The method of claim 8,
The online frame skipping,
As a first type of frame skipping, it includes FS-ER skipping, which performs skipping by maintaining a constant frame skipping interval without changing,
As the second type of frame skipping, the data processing apparatus for deep reinforcement learning includes DFS-ER skipping, which dynamically performs skipping by varying an interval of frame skipping.

The method of claim 9,
The data processing unit,
Before the application of the online frame skipping, a frame state for human demonstration data stored in the human replay buffer is generated,
The frame state is generated by stacking a number of frames corresponding to each frame skipping coefficient.

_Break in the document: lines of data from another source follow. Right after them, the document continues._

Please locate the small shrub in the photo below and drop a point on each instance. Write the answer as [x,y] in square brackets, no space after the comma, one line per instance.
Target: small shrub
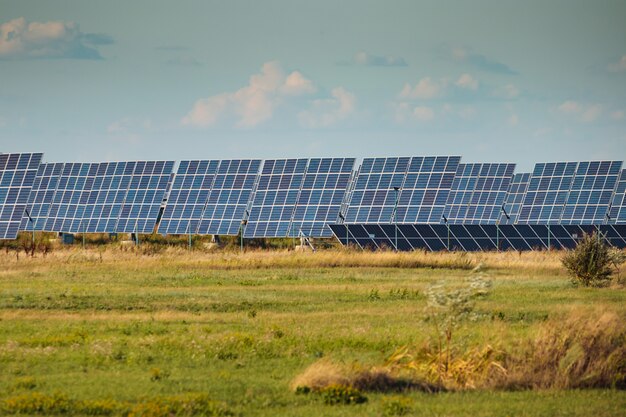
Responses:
[396,406]
[590,263]
[342,395]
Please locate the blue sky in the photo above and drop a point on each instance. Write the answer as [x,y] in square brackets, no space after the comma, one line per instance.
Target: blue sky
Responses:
[492,81]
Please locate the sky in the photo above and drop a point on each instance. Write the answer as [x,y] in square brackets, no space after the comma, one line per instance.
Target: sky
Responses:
[492,81]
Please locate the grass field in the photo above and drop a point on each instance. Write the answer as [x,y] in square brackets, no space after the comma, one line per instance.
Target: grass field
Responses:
[116,326]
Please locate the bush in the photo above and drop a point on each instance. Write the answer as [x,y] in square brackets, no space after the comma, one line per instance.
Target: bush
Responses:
[590,263]
[341,394]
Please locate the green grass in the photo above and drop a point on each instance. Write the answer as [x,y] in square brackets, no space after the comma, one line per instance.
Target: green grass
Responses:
[133,328]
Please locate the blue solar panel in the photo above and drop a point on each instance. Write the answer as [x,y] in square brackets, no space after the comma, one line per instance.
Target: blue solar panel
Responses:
[146,191]
[41,195]
[617,214]
[106,197]
[478,192]
[229,197]
[17,175]
[69,200]
[426,189]
[591,192]
[275,198]
[188,196]
[373,198]
[321,196]
[547,193]
[514,198]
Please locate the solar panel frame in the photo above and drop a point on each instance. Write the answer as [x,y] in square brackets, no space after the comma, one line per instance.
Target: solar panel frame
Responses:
[275,198]
[374,197]
[547,193]
[17,175]
[229,197]
[321,196]
[106,197]
[188,196]
[515,197]
[70,198]
[426,188]
[591,192]
[40,197]
[145,195]
[478,192]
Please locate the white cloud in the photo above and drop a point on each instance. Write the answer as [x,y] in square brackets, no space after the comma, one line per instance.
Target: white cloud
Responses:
[296,84]
[467,113]
[586,113]
[423,113]
[326,112]
[591,113]
[369,60]
[52,40]
[570,107]
[619,66]
[508,91]
[467,82]
[425,89]
[253,104]
[618,115]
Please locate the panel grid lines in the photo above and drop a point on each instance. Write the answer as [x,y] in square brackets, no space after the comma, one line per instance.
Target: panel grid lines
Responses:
[321,195]
[514,198]
[478,192]
[229,197]
[275,198]
[17,175]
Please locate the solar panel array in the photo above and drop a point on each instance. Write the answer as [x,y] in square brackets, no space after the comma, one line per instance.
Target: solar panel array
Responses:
[321,196]
[228,200]
[275,198]
[17,175]
[106,197]
[514,198]
[547,193]
[426,189]
[145,195]
[478,192]
[41,195]
[374,196]
[302,197]
[69,199]
[188,196]
[617,213]
[591,192]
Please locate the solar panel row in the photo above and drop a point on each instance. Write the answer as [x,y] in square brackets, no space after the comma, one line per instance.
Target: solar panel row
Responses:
[98,197]
[17,175]
[293,197]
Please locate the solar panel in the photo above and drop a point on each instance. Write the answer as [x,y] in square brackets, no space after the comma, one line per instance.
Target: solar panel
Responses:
[188,196]
[17,175]
[145,194]
[106,197]
[514,198]
[69,199]
[478,192]
[229,197]
[617,213]
[374,196]
[275,198]
[40,197]
[547,193]
[591,192]
[321,196]
[426,189]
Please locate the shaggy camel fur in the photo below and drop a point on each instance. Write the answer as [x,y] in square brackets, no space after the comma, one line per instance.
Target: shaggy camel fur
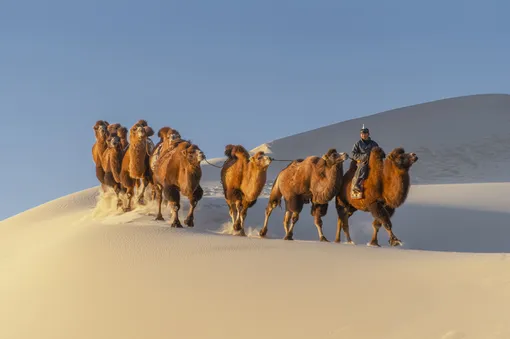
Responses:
[385,189]
[314,179]
[168,138]
[101,134]
[243,178]
[112,164]
[124,142]
[177,172]
[135,164]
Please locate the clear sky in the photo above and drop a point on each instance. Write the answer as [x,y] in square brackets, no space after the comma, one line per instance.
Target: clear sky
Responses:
[204,66]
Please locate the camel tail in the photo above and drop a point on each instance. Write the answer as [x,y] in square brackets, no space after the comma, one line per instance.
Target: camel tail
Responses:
[126,180]
[228,151]
[275,197]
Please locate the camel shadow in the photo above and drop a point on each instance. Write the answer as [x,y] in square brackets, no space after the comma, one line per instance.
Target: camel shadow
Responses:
[420,227]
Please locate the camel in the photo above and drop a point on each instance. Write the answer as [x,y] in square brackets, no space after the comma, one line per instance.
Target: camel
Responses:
[243,178]
[177,172]
[112,163]
[112,128]
[168,138]
[313,179]
[124,142]
[385,189]
[101,134]
[135,163]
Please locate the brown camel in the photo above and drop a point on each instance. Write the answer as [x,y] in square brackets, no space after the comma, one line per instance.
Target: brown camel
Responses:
[112,128]
[243,178]
[168,138]
[313,179]
[385,189]
[135,163]
[124,141]
[101,134]
[177,172]
[112,164]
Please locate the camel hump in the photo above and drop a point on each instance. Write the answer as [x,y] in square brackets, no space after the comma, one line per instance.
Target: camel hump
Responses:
[236,151]
[122,131]
[228,150]
[162,133]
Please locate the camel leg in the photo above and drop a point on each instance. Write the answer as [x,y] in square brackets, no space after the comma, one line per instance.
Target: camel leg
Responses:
[129,194]
[269,209]
[193,201]
[238,225]
[242,217]
[232,211]
[382,216]
[295,206]
[141,195]
[318,212]
[386,222]
[174,199]
[343,224]
[159,193]
[117,193]
[293,220]
[286,221]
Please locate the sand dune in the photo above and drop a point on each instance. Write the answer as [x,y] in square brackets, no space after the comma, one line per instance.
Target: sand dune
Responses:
[75,268]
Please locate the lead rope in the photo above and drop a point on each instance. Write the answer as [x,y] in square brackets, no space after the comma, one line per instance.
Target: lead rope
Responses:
[272,159]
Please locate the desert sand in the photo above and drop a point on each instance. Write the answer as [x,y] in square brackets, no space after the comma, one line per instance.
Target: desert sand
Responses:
[76,268]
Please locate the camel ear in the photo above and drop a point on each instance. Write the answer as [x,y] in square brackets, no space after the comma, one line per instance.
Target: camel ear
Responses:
[149,131]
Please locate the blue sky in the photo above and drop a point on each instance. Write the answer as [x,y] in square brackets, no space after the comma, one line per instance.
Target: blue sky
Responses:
[204,66]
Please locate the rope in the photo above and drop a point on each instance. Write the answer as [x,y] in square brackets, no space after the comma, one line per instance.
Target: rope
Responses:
[272,159]
[212,164]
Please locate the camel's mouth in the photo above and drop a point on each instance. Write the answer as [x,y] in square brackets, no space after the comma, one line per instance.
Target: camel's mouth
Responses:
[200,156]
[102,130]
[140,132]
[343,156]
[413,158]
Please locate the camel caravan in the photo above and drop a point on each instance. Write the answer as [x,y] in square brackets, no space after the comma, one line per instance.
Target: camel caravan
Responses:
[373,183]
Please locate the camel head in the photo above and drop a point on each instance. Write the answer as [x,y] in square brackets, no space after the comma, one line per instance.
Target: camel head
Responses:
[122,132]
[260,160]
[401,159]
[113,128]
[173,135]
[101,130]
[193,154]
[332,157]
[113,141]
[141,131]
[162,133]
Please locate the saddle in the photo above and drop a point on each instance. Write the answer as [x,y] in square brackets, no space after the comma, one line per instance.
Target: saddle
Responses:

In the deep reinforcement learning device of a neural network,
A data processing device that performs data processing for deep reinforcement learning on target data; And
And a learning control unit for deep reinforcement learning of the neural network by using human demonstration data and actor data sampled by data processing by the data processing device as inputs of the neural network,
The data processing device,
A replay manager that stores human demonstration data among target data in a human replay buffer, and stores actor data among the target data in an actor replay buffer; And
A data processing unit that performs data processing by applying online frame skipping to the human replay buffer for sampling the human demonstration data stored in the human replay buffer,
The online frame skipping includes two types of frame skipping in consideration of whether or not the frame skipping interval is variable.

The method of claim 11,
The online frame skipping,
As a first type of frame skipping, it includes FS-ER skipping, which performs skipping by maintaining a constant frame skipping interval without changing,
The second type of frame skipping, which includes DFS-ER skipping, which dynamically performs skipping by varying the frame skipping interval.